Die Mitgliedstaaten stellen sicher, dass ihre benannten Strafverfolgungsbehörden, wenn sie ein Informationsersuchen an die zentrale Kontaktstelle eines anderen Mitgliedstaats übermitteln, eine Kopie dieses Ersuchen an ihre eigene zentrale Kontaktstelle übermitteln.
(2) Die Mitgliedstaaten können es ihren benannten Strafverfolgungsbehörden im Einzelfall gestatten, davon abzusehen, gleichzeitig mit der Übermittlung von Informationsersuchen an die zentrale Kontaktstelle eines anderen Mitgliedstaats gemäß Absatz 1 die Kopie eines Ersuchens an ihre eigene zentrale Kontaktstelle zu übermitteln, wenn dadurch Folgendes gefährdet würde:
- a)
- eine laufende hochsensible Ermittlung, bei der die Verarbeitung von Informationen ein angemessenes Maß an Vertraulichkeit erfordert,
- b)
- Terrorismusfälle, bei denen es sich nicht um Not- oder Krisenmanagementsituationen handelt, oder
- c)
- die Sicherheit einer Person.
(3) Die Mitgliedstaaten stellen sicher, dass Informationsersuchen nur dann an die zentrale Kontaktstelle eines anderen Mitgliedstaats gerichtet werden, wenn objektive Anhaltspunkte dafür vorliegen, dass
- a)
- die angeforderten Informationen erforderlich und verhältnismäßig sind, um den in Artikel 1 Absatz 1 Unterabsatz 1 genannten Zweck zu erreichen, und
- b)
- die angeforderten Informationen diesem anderen Mitgliedstaat zur Verfügung stehen.
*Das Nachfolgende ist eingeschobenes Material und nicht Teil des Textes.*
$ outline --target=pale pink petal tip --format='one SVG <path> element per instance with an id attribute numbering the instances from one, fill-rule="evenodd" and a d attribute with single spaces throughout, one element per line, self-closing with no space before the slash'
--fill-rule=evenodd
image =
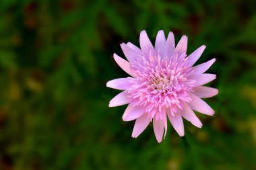
<path id="1" fill-rule="evenodd" d="M 154 131 L 155 132 L 156 138 L 158 143 L 162 142 L 162 136 L 164 134 L 164 125 L 162 120 L 157 120 L 156 118 L 153 119 Z"/>
<path id="2" fill-rule="evenodd" d="M 130 75 L 132 77 L 134 77 L 134 74 L 131 70 L 130 63 L 125 59 L 121 58 L 116 54 L 114 54 L 114 59 L 117 65 L 126 73 Z"/>
<path id="3" fill-rule="evenodd" d="M 143 114 L 136 120 L 131 136 L 137 138 L 145 129 L 151 121 L 151 118 L 147 114 Z"/>
<path id="4" fill-rule="evenodd" d="M 145 108 L 141 106 L 133 107 L 128 105 L 123 116 L 124 121 L 131 121 L 137 119 L 145 113 Z"/>
<path id="5" fill-rule="evenodd" d="M 131 101 L 131 99 L 128 98 L 127 94 L 123 91 L 116 95 L 113 99 L 109 101 L 109 107 L 115 107 L 127 104 Z"/>
<path id="6" fill-rule="evenodd" d="M 129 78 L 117 79 L 106 83 L 106 87 L 119 90 L 126 90 L 131 85 L 131 79 Z"/>

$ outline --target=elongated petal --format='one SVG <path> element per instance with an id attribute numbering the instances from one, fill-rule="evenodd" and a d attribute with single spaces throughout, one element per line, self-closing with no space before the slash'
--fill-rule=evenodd
<path id="1" fill-rule="evenodd" d="M 216 60 L 216 59 L 213 58 L 207 62 L 203 62 L 201 65 L 195 66 L 193 67 L 195 73 L 197 74 L 203 73 L 205 73 L 209 68 L 214 64 L 214 62 Z"/>
<path id="2" fill-rule="evenodd" d="M 106 87 L 119 90 L 126 90 L 132 85 L 131 79 L 131 77 L 127 77 L 111 80 L 106 83 Z"/>
<path id="3" fill-rule="evenodd" d="M 175 113 L 174 116 L 172 116 L 170 109 L 167 110 L 167 115 L 169 118 L 170 122 L 172 124 L 173 128 L 180 136 L 184 136 L 184 125 L 183 120 L 182 120 L 181 115 L 179 112 Z"/>
<path id="4" fill-rule="evenodd" d="M 205 101 L 194 94 L 189 93 L 189 96 L 191 98 L 191 101 L 188 103 L 188 105 L 192 110 L 209 116 L 213 116 L 214 114 L 214 111 Z"/>
<path id="5" fill-rule="evenodd" d="M 130 63 L 129 63 L 128 61 L 125 60 L 125 59 L 121 58 L 116 54 L 114 54 L 114 59 L 117 63 L 117 65 L 126 73 L 127 73 L 129 75 L 130 75 L 132 77 L 135 77 L 134 74 L 133 73 L 132 71 L 130 68 Z"/>
<path id="6" fill-rule="evenodd" d="M 141 50 L 145 53 L 148 53 L 154 50 L 152 44 L 148 38 L 147 33 L 145 30 L 141 32 L 139 35 L 139 44 Z"/>
<path id="7" fill-rule="evenodd" d="M 174 53 L 178 53 L 179 56 L 184 53 L 187 53 L 187 36 L 183 36 L 178 42 L 177 46 L 175 48 Z"/>
<path id="8" fill-rule="evenodd" d="M 218 90 L 214 88 L 199 86 L 193 89 L 195 91 L 193 93 L 200 98 L 207 98 L 218 94 Z"/>
<path id="9" fill-rule="evenodd" d="M 140 117 L 145 113 L 145 108 L 142 106 L 132 106 L 129 105 L 123 116 L 124 121 L 131 121 Z"/>
<path id="10" fill-rule="evenodd" d="M 169 32 L 169 34 L 168 35 L 166 43 L 165 44 L 164 47 L 164 57 L 170 58 L 174 51 L 175 49 L 175 40 L 174 40 L 174 36 L 173 35 L 172 32 Z"/>
<path id="11" fill-rule="evenodd" d="M 134 125 L 133 138 L 137 138 L 145 129 L 151 121 L 150 116 L 148 116 L 147 114 L 143 114 L 136 120 L 135 124 Z"/>
<path id="12" fill-rule="evenodd" d="M 203 54 L 204 49 L 205 49 L 205 46 L 203 45 L 192 52 L 189 56 L 187 56 L 187 60 L 189 65 L 193 66 L 195 62 L 200 58 L 201 55 Z"/>
<path id="13" fill-rule="evenodd" d="M 165 36 L 163 30 L 160 30 L 156 36 L 156 43 L 155 43 L 155 50 L 156 52 L 160 52 L 160 54 L 163 57 L 165 46 Z"/>
<path id="14" fill-rule="evenodd" d="M 214 74 L 200 74 L 200 75 L 193 75 L 189 76 L 189 79 L 195 80 L 195 85 L 200 86 L 208 83 L 216 79 L 216 75 Z"/>
<path id="15" fill-rule="evenodd" d="M 158 143 L 161 142 L 164 134 L 164 124 L 162 120 L 156 120 L 156 117 L 153 119 L 154 131 Z"/>
<path id="16" fill-rule="evenodd" d="M 131 63 L 134 62 L 136 58 L 139 58 L 139 54 L 125 43 L 122 43 L 120 46 L 123 54 Z"/>
<path id="17" fill-rule="evenodd" d="M 115 107 L 127 104 L 131 101 L 131 99 L 127 97 L 125 91 L 123 91 L 117 95 L 113 99 L 109 101 L 109 107 Z"/>
<path id="18" fill-rule="evenodd" d="M 195 116 L 194 112 L 186 103 L 183 103 L 183 110 L 181 111 L 181 116 L 187 120 L 189 121 L 195 126 L 201 128 L 203 126 L 200 120 Z"/>
<path id="19" fill-rule="evenodd" d="M 141 54 L 141 50 L 137 46 L 136 46 L 135 45 L 134 45 L 133 44 L 132 44 L 132 43 L 131 43 L 131 42 L 129 42 L 127 44 L 127 46 L 129 48 L 131 48 L 131 49 L 133 49 L 137 53 L 138 53 L 138 54 Z"/>

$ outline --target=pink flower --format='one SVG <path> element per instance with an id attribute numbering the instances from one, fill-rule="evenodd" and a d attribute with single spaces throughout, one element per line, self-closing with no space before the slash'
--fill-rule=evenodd
<path id="1" fill-rule="evenodd" d="M 131 42 L 121 47 L 128 61 L 114 54 L 117 65 L 131 75 L 108 81 L 106 86 L 123 90 L 115 96 L 109 107 L 128 104 L 124 121 L 136 120 L 131 136 L 137 138 L 153 120 L 156 140 L 160 142 L 167 131 L 167 116 L 175 130 L 184 136 L 182 117 L 194 126 L 202 124 L 193 110 L 213 116 L 214 111 L 200 98 L 218 94 L 216 89 L 203 86 L 216 78 L 204 73 L 216 59 L 192 67 L 203 53 L 201 46 L 187 56 L 187 36 L 183 36 L 175 47 L 170 32 L 167 40 L 158 32 L 154 48 L 145 30 L 140 33 L 141 48 Z"/>

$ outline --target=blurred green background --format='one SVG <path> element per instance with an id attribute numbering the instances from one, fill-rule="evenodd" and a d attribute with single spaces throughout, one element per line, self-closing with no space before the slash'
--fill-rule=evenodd
<path id="1" fill-rule="evenodd" d="M 0 1 L 0 169 L 256 169 L 256 1 Z M 168 124 L 158 144 L 152 124 L 136 139 L 126 106 L 107 81 L 128 76 L 113 58 L 119 44 L 154 43 L 164 30 L 189 36 L 197 63 L 216 58 L 205 101 L 213 117 Z"/>

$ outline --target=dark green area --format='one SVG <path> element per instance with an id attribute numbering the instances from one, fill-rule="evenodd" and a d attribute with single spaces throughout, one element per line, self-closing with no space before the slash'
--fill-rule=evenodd
<path id="1" fill-rule="evenodd" d="M 249 1 L 0 1 L 0 169 L 256 169 L 256 2 Z M 113 58 L 146 30 L 189 36 L 197 63 L 216 58 L 205 101 L 213 117 L 152 125 L 132 138 L 125 106 L 107 81 L 128 76 Z"/>

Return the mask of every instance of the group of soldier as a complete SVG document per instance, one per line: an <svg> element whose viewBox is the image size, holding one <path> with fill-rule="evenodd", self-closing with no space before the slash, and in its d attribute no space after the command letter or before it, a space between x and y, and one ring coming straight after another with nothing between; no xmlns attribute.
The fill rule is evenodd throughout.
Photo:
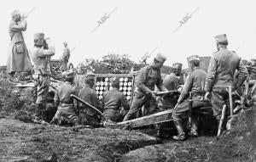
<svg viewBox="0 0 256 162"><path fill-rule="evenodd" d="M12 22L9 25L11 45L9 49L8 70L27 71L31 62L26 45L24 43L22 31L26 31L26 18L20 13L15 11L12 14ZM63 73L65 82L59 86L55 93L54 101L58 107L57 112L50 124L57 125L86 125L91 127L102 126L99 114L89 108L88 105L78 103L71 95L76 95L90 105L100 109L107 120L119 122L132 120L143 106L147 115L160 110L172 109L172 120L177 128L177 135L175 140L186 138L183 126L183 119L187 116L189 101L193 101L191 114L191 126L189 136L198 136L198 112L201 108L212 104L213 115L218 122L221 117L223 105L228 102L228 87L236 91L248 75L247 70L241 58L233 51L227 49L228 40L225 34L215 36L218 51L210 60L208 72L200 68L200 58L193 55L188 58L190 72L185 81L181 76L182 64L174 64L172 73L167 75L164 81L160 69L166 57L158 53L151 64L142 68L135 78L134 95L131 104L126 100L122 92L119 91L119 80L114 78L111 81L112 89L103 94L99 101L93 89L95 76L88 75L85 78L85 87L73 86L74 72ZM65 45L67 47L67 44ZM67 51L66 50L66 51ZM69 50L67 58L69 59ZM37 75L37 100L35 108L35 122L44 122L45 109L47 109L47 97L49 87L50 69L49 58L55 54L55 47L49 39L44 38L44 33L34 36L34 47L31 51L32 59L35 64L35 75ZM67 59L67 61L68 61ZM14 64L15 63L15 64ZM67 60L65 60L67 63ZM21 70L15 69L22 67ZM236 81L234 82L234 77ZM161 104L157 104L155 87L160 92L180 90L178 98L168 95L163 96ZM209 102L210 101L210 102ZM157 134L161 135L161 125L156 124Z"/></svg>

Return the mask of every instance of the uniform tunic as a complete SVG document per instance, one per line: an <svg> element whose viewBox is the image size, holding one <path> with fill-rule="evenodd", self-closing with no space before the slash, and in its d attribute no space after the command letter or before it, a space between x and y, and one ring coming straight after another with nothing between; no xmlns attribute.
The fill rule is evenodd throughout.
<svg viewBox="0 0 256 162"><path fill-rule="evenodd" d="M189 96L192 93L192 109L194 112L198 111L198 109L207 106L207 103L200 101L203 99L203 92L207 73L199 68L195 68L189 73L182 93L177 100L180 104L173 109L173 120L181 120L182 116L189 110Z"/></svg>
<svg viewBox="0 0 256 162"><path fill-rule="evenodd" d="M229 51L226 47L220 47L213 53L210 60L205 91L212 92L211 103L213 115L217 118L220 118L223 105L229 99L226 88L228 86L236 88L234 87L236 70L238 70L236 85L239 87L247 75L247 69L241 59L235 52Z"/></svg>
<svg viewBox="0 0 256 162"><path fill-rule="evenodd" d="M11 42L9 45L7 72L30 72L32 64L24 42L22 31L26 30L26 21L12 20L9 25Z"/></svg>
<svg viewBox="0 0 256 162"><path fill-rule="evenodd" d="M102 109L107 120L118 122L123 120L125 111L129 110L130 105L124 93L113 88L103 94Z"/></svg>
<svg viewBox="0 0 256 162"><path fill-rule="evenodd" d="M174 73L167 75L163 81L164 87L168 91L174 91L177 89L177 87L181 85L181 80ZM174 108L177 103L177 97L173 95L168 95L161 98L160 109L166 110Z"/></svg>
<svg viewBox="0 0 256 162"><path fill-rule="evenodd" d="M55 95L55 103L58 105L58 110L54 117L54 120L60 123L74 124L78 118L75 115L73 99L70 97L75 93L75 87L70 82L66 81L57 87Z"/></svg>
<svg viewBox="0 0 256 162"><path fill-rule="evenodd" d="M158 111L156 100L151 96L151 92L154 90L154 86L157 86L159 89L163 86L160 70L153 65L142 68L135 78L135 86L132 103L124 120L131 120L143 105L147 115Z"/></svg>
<svg viewBox="0 0 256 162"><path fill-rule="evenodd" d="M50 69L47 57L55 54L54 47L49 47L49 49L33 47L32 49L32 57L35 64L35 75L38 75L37 83L37 103L46 104L49 93Z"/></svg>
<svg viewBox="0 0 256 162"><path fill-rule="evenodd" d="M88 85L85 85L85 87L82 88L79 91L79 98L90 103L90 105L99 108L99 100L97 98L97 94L96 92L91 89ZM97 116L97 113L89 108L88 106L79 103L79 122L84 125L96 126L99 123L99 117Z"/></svg>

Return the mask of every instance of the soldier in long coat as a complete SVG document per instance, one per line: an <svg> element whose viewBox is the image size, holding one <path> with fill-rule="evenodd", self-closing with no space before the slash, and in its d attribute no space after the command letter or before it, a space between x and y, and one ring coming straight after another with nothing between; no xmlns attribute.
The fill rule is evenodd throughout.
<svg viewBox="0 0 256 162"><path fill-rule="evenodd" d="M21 17L18 10L11 14L9 25L10 43L8 51L7 71L13 75L15 72L30 72L32 64L24 42L22 31L26 30L26 17Z"/></svg>

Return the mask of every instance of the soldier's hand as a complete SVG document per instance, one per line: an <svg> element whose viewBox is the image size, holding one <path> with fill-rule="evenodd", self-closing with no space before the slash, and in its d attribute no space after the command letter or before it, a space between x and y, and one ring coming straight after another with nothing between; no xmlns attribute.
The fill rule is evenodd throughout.
<svg viewBox="0 0 256 162"><path fill-rule="evenodd" d="M27 16L28 16L27 14L24 13L24 14L22 14L22 19L25 20L25 19L27 18Z"/></svg>
<svg viewBox="0 0 256 162"><path fill-rule="evenodd" d="M205 99L210 101L210 92L207 92L205 94Z"/></svg>
<svg viewBox="0 0 256 162"><path fill-rule="evenodd" d="M156 92L152 91L151 92L151 96L154 98L156 98Z"/></svg>

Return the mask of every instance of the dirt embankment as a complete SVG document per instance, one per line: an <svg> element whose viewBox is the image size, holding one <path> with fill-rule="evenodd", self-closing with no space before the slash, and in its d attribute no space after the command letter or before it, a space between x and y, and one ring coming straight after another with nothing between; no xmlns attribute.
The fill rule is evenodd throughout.
<svg viewBox="0 0 256 162"><path fill-rule="evenodd" d="M218 141L201 137L131 151L120 161L256 161L256 106L234 117Z"/></svg>
<svg viewBox="0 0 256 162"><path fill-rule="evenodd" d="M0 161L118 161L155 138L137 131L73 129L0 120ZM52 160L55 161L55 160ZM56 160L55 160L56 161Z"/></svg>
(4) Die Mitgliedstaaten stellen sicher, dass bei jedem an die zentrale Kontaktstelle eines anderen Mitgliedstaats gerichteten Informationsersuchen angegeben wird, ob das Ersuchen dringend ist, und gegebenenfalls die Gründe für die Dringlichkeit genannt werden. Ein Informationsersuchen gilt als dringend, wenn unter Berücksichtigung aller relevanten Tatsachen und Umstände des betreffenden Sachverhaltes objektive Anhaltspunkte dafür vorliegen, dass die angeforderten Informationen eine oder mehrere der folgenden Voraussetzungen erfüllen:
- a)
- Die Informationen sind unerlässlich zur Abwehr einer unmittelbaren und ernsthaften Gefahr für die öffentliche Sicherheit eines Mitgliedstaats.
- b)
- Die Informationen sind erforderlich, um eine unmittelbare Gefahr für das Leben oder die körperliche Unversehrtheit einer Person abzuwenden.
- c)
- Die Informationen sind erforderlich für den Erlass eines Beschlusses, der die Aufrechterhaltung restriktiver Maßnahmen bis hin zu einem Freiheitsentzug umfassen könnte.
- d)
- Es besteht die unmittelbare Gefahr, dass die Informationen an Relevanz verlieren, wenn sie nicht umgehend zur Verfügung gestellt werden, und die Informationen als wichtig für die Verhütung, Aufdeckung oder Untersuchung von Straftaten anzusehen sind.
(5) Die Mitgliedstaaten stellen sicher, dass an die zentrale Kontaktstelle eines anderen Mitgliedstaats gerichtete Informationsersuchen alle für eine angemessene und rasche Bearbeitung gemäß dieser Richtlinie erforderlichen Angaben enthalten, einschließlich mindestens der folgende:
- a)
- eine Präzisierung der angeforderten Informationen, die so detailliert ist, wie dies unter den gegebenen Umständen in angemessener Weise möglich ist;
- b)
- eine Beschreibung des Zwecks, zu dem die Informationen angefordert werden, einschließlich einer Beschreibung des Sachverhalts und der zugrunde liegenden Straftat;
- c)
- die objektiven Gründe, die Anlass zu der Annahme geben, dass die angeforderten Informationen dem ersuchten Mitgliedstaat zur Verfügung stehen;
- d)
- gegebenenfalls eine Erläuterung des Zusammenhangs zwischen dem Zweck, zu dem die Informationen angefordert werden, und allen natürlichen oder juristischen Personen oder Organisationen, auf die sich die Informationen beziehen;
- e)
- gegebenenfalls die Gründe, aus denen das Ersuchen gemäß Absatz 4 als dringend erachtet wird;
- f)
- etwaige Beschränkungen einer Verwendung der in dem Informationsersuchen enthaltenen Informationen zu anderen Zwecken als zu denen, für die sie übermittelt wurden.
(6) Die Mitgliedstaaten stellen sicher, dass Informationsersuchen an die zentrale Kontaktstelle eines anderen Mitgliedstaats in einer der Sprachen übermittelt werden, die in der von diesem anderen Mitgliedstaat gemäß Artikel 11 erstellten Liste aufgeführt sind.